Deutlich wurde, dass der Schlossbauverein Kolodziej die finanziell prekäre Situation auf der Burg nicht ankreiden will. Nicht zuletzt die Schneemassen über Wochen zum Anfang und zum Ende des vergangenen Jahres hätten die Besucherzahlen nach unten gedrückt. "Schloss Burg lebt von den Veranstaltungen, nicht von der Dauerausstellung", betont Vorstands-Mitglied Uibel. Ende 2010 hatte man noch einen Jahresverlust von 30 000 Euro erwartet. Der Controller aus der Stadtverwaltung Solingen, der seit Wochen die Finanzen ordnet, hat nun jedoch ein Minus für das vergangene Jahr von 91 000 Euro zusammengetragen.

Derart prekär sei die Lage gewesen, dass Schloss Burg sogar vor der Insolvenz gestanden habe, berichtet der Vorstand. Weil die drei bergischen Städte die Zahlung ihrer Zuschüsse vorzogen, konnte die Zahlungsunfähigkeit abgewendet werden.

Gerd Schumacher, Burger Urgestein, appelliert an die Mitglieder, sich ehrenamtlich einzubringen.

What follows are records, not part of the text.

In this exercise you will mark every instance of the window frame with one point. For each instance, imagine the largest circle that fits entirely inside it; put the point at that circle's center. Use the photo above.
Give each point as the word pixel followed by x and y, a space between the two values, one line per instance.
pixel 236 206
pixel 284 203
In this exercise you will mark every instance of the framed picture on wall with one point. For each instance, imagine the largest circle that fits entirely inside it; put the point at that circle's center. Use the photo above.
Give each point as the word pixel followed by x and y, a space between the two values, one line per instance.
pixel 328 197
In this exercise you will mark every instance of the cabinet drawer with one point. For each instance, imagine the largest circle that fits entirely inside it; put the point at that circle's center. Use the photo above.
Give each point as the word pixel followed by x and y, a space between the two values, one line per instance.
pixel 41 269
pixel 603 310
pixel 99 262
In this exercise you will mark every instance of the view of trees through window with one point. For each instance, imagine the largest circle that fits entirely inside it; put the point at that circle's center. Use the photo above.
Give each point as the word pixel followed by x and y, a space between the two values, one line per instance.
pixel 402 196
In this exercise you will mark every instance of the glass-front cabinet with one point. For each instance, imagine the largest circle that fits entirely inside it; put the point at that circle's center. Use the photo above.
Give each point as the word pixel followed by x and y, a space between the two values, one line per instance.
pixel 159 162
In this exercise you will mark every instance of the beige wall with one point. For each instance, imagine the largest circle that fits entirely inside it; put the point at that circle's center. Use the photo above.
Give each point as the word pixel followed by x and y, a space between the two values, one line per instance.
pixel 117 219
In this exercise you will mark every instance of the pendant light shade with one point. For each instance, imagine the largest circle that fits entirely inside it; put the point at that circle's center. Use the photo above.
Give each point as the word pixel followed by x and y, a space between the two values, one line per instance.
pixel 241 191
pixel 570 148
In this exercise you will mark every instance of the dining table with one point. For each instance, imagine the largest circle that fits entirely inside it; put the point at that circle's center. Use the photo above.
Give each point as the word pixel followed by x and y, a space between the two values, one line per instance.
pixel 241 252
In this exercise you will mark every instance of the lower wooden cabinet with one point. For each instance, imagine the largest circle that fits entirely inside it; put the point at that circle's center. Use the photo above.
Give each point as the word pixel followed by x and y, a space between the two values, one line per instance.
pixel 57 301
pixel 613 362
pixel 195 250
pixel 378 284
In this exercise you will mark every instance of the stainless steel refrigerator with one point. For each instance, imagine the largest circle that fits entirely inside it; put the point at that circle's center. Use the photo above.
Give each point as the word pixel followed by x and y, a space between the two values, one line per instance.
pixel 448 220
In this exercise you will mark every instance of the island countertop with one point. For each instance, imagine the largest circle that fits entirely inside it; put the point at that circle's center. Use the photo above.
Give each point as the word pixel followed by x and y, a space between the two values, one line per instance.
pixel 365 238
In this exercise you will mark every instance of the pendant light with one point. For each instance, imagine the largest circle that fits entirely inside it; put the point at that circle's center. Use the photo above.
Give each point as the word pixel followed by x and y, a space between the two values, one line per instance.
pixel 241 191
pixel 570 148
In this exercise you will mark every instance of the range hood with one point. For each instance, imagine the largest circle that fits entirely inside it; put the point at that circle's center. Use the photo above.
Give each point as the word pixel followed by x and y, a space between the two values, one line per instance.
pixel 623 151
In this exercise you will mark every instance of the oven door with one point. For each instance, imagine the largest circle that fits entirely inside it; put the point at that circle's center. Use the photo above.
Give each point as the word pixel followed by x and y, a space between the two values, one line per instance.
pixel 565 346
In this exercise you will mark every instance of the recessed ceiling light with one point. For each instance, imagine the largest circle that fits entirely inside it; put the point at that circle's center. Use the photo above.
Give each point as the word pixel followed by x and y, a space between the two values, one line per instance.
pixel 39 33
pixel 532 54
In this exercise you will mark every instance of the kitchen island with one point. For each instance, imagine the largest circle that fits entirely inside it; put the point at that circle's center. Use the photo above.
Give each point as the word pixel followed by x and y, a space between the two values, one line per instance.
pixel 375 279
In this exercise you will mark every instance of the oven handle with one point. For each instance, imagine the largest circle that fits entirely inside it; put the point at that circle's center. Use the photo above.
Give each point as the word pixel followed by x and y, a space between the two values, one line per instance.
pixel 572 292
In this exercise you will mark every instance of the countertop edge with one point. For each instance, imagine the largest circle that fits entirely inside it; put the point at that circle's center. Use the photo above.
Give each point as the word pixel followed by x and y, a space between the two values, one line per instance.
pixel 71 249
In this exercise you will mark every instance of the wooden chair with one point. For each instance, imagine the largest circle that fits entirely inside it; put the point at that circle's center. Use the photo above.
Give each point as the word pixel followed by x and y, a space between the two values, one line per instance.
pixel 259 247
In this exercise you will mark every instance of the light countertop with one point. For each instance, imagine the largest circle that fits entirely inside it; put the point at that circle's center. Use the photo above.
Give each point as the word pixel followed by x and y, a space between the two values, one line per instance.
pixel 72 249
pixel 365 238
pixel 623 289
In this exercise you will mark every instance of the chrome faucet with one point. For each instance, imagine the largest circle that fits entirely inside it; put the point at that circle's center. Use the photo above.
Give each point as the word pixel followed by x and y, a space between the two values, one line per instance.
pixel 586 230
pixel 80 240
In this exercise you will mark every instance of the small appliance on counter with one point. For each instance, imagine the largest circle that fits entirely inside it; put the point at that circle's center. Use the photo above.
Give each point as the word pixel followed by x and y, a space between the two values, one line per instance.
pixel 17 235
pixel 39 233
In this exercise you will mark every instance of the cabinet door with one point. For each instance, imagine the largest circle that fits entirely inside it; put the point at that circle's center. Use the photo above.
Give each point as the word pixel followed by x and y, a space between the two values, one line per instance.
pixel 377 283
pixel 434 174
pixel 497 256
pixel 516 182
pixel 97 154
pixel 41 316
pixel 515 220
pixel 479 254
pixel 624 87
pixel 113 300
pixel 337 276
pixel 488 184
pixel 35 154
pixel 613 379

Kontrovers diskutiert wird, wie weit sich Schloss Burg in Zukunft dem Event-Trend mit spektakulären Veranstaltungen öffnen darf. Einen Kurswechsel zum Vergnügungspark werden die Mitglieder jedoch nicht mittragen, ist vom Vorstand aber auch nicht gewollt. Tenor: "Wir wollen hier kein zweites Phantasialand." Die interessierte Zuhörerin Gisela Weih kann sich keineswegs vorstellen, dass ein Eventmanager, der bei Dieter Bohlen sein Handwerk gelernt hat, jemals der richtige für die Burg wäre.

Manches sei hier aber nicht mehr zeitgemäß, betont Oberbürgermeister Norbert Feith. Zusammen mit den drei bergischen Städten will der Schlossbauverein in den nächsten Monaten ein neues Zukunftskonzept erstellen und passend dazu erst anschließend einen neuen Geschäftsführer einstellen. Auch die Ideen der Mitglieder sind willkommen. Ihnen will der Vorstand alle Beschlüsse zukünftig sogleich mitteilen und wichtige Informationen per Internet schnell zukommen lassen. Für Dagmar Schmidt, die zum Kreis der Kritiker gehört, ist dies eine gute Idee: "Das ist der erste Schritt in die richtige Richtung zu mehr Transparenz."